Khodorkovsky was jailed for fraud and tax evasion, Yukos was bankrupted by back-tax claims and Rosneft snapped up its prime assets at auction to become Russia's largest oil firm.

Allen Good, an oil analyst with Morningstar who follows Exxon, said the deal underscores the U.S. oil company's need to chase increasingly costlier barrels of oil. He also cautioned of political risk.

I guess they are taking on a little bit more risk by getting in bed with Russia, Good said. Once you take away the project's execution risk, Russia will always be a question.

Even so Exxon, because it is known for its operational excellence, is probably the right company for the Arctic project, Good said.

The partners confirmed they would invest $3.2 billion (2 billion pounds) initially to search for oil in the Arctic and Black Sea in a venture to be two-thirds owned by Rosneft and a third by Exxon.

Russian Deputy Prime Minister Igor Sechin, an architect of the deal, said investments in the three Arctic Kara Sea blocks could eventually run to $200-$300 billion, and in the Black Sea to as much as $50 billion.

Sechin also said Exxon should be able to book the offshore reserves on a pro-rata basis as minority partner in the exploration joint venture.

Seismic work will begin in the Arctic blocks this year with a view to drilling a first exploration well in 2014. In the Black Sea, seismic survey work should be completed by mid-year and first exploration drilling in 2014-15, the firms said.

Russia, the world's largest oil producer, needs to develop its offshore energy riches to meet its long-term goal of sustaining output at above 10 million barrels per day as flows from its oil-producing heartland of Western Siberia slow.

Analysts caution, however, that commercial offshore production is years - and possibly decades - away and applying to Russia the modern recovery methods that have boosted on-shore U.S. oil production of late could prove to be a quicker win.

TECHNOLOGY TRANSFER

Under the deal, Rosneft will gain 30 percent stakes in three projects in North America: The first project is developing tight oil in West Texas, the second covers 20 deepwater blocks in the U.S. Gulf of Mexico and the third is exploiting shale oil in Canada's province of Alberta.

Seeking to apply that know-how in Russia, the partners will conduct a feasibility study into developing an estimated 1.7 billion tonnes of tight oil at Rosneft's large Prirazlomnoye, Mamontovskoye and Priobskoye fields in Western Siberia.

The Exxon-Rosneft deal marks a personal milestone for Sechin as Putin - elected as president last month - prepares to form a new administration.

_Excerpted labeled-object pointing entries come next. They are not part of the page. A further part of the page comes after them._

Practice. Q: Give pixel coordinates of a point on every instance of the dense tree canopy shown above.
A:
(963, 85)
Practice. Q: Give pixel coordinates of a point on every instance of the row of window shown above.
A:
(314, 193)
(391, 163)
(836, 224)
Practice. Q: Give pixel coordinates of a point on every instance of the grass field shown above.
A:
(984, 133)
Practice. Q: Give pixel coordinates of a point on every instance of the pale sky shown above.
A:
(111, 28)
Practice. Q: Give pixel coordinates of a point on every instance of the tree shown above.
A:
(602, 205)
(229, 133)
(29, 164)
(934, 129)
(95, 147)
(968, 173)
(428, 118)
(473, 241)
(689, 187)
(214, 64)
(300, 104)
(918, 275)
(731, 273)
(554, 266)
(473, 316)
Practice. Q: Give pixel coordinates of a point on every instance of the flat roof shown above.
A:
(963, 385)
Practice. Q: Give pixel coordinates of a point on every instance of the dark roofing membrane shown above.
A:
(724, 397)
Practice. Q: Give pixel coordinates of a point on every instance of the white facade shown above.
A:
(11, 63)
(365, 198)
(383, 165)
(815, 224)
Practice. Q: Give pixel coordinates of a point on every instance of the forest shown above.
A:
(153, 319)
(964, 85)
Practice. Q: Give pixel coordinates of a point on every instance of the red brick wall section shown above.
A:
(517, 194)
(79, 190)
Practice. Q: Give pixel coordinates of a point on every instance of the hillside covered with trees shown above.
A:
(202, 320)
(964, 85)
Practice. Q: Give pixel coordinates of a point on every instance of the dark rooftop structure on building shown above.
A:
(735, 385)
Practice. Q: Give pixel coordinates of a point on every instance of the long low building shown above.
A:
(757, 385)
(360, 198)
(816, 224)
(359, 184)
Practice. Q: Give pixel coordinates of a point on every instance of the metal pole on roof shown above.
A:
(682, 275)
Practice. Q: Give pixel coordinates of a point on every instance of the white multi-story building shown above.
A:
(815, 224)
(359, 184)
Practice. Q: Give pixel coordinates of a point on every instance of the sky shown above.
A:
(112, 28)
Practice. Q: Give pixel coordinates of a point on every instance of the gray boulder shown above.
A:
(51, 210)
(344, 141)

Outgoing President Dmitry Medvedev is expected to take on the role of prime minister in a job switch with his mentor Putin. Medvedev has a history of conflict with Sechin, whom he ousted as Rosneft chairman last year.

Sechin, who has been close to Putin for two decades, could cement his bid to stay on with the Exxon-Rosneft deal, although a move to one of the security structures that report directly to the Kremlin has also been mooted. He will join a briefing for analysts on the deal on Wednesday in New York.